LncRNA SLC7A11-AS1 is involved in human periodontal stem cell injury by negatively regulating miR-1260 expression.

To explore the role and mechanism of long non-coding RNA SLC7A11-AS1 in lipopolysaccharide-induced injury of human periodontal ligament stem cells (hPDLSCs) via regulation of microRNA-1260 (miR-1260), and to assess its diagnostic value in periodontitis. Serum levels of SLC7A11-AS1 and miR-1260 were measured by qRT-PCR in 80 periodontitis patients and 80 healthy controls. Diagnostic performance was evaluated using receiver operating characteristic (ROC) analysis and correlation with periodontal indices. hPDLSCs were treated with 2 µg/mL LPS to induce inflammation; SLC7A11-AS1 was silenced by siRNA and miR-1260 inhibited by inhibitor.

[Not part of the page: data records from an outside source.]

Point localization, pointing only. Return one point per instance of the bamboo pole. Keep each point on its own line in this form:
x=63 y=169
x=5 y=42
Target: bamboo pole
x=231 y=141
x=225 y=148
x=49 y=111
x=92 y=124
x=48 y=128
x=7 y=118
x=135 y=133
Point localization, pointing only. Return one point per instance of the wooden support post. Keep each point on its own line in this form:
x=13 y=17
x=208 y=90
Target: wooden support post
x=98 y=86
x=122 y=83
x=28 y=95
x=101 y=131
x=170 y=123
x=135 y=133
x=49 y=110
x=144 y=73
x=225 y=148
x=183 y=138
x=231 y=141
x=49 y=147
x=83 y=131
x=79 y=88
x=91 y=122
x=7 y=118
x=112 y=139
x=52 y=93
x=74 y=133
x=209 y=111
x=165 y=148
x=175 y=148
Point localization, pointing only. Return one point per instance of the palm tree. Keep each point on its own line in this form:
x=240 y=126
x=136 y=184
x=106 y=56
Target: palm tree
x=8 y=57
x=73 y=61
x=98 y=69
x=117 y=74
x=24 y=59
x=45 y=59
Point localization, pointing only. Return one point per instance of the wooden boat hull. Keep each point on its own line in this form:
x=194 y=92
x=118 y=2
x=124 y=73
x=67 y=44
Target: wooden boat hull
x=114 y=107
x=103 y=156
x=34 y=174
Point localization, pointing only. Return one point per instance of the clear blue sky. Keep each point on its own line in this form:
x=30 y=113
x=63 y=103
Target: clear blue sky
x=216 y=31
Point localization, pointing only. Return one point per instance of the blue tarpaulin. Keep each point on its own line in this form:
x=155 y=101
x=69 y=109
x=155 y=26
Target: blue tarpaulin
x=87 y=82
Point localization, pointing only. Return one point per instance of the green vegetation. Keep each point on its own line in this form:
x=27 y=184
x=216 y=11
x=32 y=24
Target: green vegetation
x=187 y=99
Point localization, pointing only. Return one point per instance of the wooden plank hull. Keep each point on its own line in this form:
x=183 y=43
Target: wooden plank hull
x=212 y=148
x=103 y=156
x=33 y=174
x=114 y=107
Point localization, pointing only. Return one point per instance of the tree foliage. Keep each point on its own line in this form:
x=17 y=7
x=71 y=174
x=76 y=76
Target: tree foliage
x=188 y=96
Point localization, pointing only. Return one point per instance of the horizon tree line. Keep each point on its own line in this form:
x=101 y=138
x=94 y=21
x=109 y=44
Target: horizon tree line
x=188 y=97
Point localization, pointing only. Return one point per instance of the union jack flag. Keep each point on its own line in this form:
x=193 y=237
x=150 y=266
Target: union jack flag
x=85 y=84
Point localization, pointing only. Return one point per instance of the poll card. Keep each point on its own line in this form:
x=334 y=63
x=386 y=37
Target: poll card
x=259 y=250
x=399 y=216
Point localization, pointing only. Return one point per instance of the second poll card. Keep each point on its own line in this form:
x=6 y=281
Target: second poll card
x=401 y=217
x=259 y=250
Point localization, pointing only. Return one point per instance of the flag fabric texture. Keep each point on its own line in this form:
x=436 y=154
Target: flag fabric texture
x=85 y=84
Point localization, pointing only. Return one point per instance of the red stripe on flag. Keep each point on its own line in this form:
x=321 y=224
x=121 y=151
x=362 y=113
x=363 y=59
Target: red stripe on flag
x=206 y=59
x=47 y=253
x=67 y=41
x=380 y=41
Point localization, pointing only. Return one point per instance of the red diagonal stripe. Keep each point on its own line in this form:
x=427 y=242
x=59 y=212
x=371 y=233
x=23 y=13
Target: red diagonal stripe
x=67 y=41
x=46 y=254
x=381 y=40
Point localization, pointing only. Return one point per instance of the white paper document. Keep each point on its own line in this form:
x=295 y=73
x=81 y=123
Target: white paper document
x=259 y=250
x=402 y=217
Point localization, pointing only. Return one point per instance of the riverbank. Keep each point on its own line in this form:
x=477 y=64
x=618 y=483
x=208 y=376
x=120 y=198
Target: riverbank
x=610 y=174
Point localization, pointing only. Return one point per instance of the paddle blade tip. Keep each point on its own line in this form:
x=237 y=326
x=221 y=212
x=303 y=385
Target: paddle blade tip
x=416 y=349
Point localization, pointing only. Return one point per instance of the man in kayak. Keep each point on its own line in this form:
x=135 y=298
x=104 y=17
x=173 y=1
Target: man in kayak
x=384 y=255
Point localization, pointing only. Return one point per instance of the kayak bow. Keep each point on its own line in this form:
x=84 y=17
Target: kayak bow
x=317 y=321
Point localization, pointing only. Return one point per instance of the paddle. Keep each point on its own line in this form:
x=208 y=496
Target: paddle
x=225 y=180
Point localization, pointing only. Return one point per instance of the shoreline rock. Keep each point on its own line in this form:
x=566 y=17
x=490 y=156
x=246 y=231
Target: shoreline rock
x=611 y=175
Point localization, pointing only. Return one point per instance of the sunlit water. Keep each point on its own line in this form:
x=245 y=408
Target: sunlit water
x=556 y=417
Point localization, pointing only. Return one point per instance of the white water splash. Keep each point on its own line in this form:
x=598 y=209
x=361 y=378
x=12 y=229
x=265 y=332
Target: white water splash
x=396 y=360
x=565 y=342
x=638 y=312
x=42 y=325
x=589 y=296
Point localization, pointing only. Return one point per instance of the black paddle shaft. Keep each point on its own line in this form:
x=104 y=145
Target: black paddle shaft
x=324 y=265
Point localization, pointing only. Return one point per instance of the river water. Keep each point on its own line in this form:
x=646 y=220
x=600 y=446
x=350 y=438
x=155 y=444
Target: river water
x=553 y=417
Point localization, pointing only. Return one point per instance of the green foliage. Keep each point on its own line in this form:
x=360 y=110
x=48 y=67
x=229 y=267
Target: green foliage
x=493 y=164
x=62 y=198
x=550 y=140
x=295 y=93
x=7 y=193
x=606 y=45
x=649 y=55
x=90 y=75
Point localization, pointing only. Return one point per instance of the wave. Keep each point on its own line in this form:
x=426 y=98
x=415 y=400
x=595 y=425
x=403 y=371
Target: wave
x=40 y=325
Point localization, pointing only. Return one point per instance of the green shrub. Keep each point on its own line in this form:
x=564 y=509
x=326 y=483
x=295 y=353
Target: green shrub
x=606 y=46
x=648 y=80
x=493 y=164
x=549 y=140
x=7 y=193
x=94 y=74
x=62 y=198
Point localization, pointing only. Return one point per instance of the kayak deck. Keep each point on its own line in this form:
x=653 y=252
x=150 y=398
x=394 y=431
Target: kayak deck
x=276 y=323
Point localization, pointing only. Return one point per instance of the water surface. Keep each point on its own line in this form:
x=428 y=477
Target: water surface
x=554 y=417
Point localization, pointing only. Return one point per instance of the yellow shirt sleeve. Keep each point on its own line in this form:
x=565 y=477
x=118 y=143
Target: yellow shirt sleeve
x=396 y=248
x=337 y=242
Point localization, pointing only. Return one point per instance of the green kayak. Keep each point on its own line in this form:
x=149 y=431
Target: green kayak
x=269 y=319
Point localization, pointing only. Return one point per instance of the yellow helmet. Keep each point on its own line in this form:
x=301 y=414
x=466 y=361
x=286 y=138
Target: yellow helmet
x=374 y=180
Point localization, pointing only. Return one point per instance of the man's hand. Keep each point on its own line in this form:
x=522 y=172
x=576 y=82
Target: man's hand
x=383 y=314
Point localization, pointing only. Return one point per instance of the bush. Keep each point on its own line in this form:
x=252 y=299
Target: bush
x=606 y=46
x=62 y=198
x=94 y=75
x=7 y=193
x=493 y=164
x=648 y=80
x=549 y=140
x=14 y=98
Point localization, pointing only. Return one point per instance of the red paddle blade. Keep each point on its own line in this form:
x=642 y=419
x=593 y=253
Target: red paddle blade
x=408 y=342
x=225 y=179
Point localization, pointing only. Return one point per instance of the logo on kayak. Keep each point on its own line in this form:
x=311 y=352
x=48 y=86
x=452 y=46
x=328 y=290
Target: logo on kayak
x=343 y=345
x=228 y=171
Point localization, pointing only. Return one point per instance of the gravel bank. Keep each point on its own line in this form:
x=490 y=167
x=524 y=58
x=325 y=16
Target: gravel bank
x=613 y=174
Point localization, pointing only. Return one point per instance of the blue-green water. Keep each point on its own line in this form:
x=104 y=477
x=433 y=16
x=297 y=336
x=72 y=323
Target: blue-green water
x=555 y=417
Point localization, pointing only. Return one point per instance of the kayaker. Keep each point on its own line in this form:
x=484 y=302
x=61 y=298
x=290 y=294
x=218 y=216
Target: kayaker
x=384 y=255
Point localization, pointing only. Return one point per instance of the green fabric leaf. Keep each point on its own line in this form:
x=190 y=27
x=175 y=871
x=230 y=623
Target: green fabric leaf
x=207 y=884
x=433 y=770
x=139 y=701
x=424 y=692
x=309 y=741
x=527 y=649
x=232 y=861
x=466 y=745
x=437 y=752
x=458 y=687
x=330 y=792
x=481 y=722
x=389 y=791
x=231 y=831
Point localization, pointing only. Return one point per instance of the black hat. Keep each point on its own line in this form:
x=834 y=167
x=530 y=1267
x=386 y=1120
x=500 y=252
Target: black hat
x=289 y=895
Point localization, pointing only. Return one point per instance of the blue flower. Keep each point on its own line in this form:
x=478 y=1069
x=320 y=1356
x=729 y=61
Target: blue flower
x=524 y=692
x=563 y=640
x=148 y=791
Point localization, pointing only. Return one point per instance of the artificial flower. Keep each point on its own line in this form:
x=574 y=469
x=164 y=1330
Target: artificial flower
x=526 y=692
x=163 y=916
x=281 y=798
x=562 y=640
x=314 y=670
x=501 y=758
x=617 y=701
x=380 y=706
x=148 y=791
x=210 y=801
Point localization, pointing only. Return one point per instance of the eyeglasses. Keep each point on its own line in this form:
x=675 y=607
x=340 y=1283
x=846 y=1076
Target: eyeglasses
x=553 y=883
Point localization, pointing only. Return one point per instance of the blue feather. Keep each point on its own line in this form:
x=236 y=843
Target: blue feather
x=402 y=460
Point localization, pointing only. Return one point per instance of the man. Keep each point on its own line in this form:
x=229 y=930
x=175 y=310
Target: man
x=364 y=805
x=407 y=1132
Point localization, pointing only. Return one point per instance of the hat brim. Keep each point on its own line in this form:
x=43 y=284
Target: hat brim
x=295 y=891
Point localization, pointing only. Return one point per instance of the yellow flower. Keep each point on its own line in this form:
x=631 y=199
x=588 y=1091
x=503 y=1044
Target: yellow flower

Cell viability, apoptosis, expression of Cyclin D1, Bcl-2, and Bax, inflammatory cytokines, and oxidative stress markers were assessed. Direct interaction was confirmed by dual-luciferase reporter assay. Serum SLC7A11-AS1 was up-regulated in periodontitis (P < 0.001) with high diagnostic accuracy (AUC = 0.8047) and positive correlation with PLI, SBI, PD, and AL (r = 0.716-0.740, P < 0.001). miR-1260 was down-regulated and inversely correlated with SLC7A11-AS1 (r = -0.713, P < 0.001). In hPDLSCs, LPS induced SLC7A11-AS1 expression, reduced viability, increased apoptosis, and altered Cyclin D1, Bcl-2, and Bax levels; these effects were reversed by SLC7A11-AS1 knockdown and reinstated by miR-1260 inhibition. SLC7A11-AS1 sponged miR-1260, modulating inflammatory and oxidative responses. SLC7A11-AS1 exacerbates LPS-induced hPDLSC injury by negatively regulating miR-1260, representing a potential biomarker and therapeutic target in periodontitis.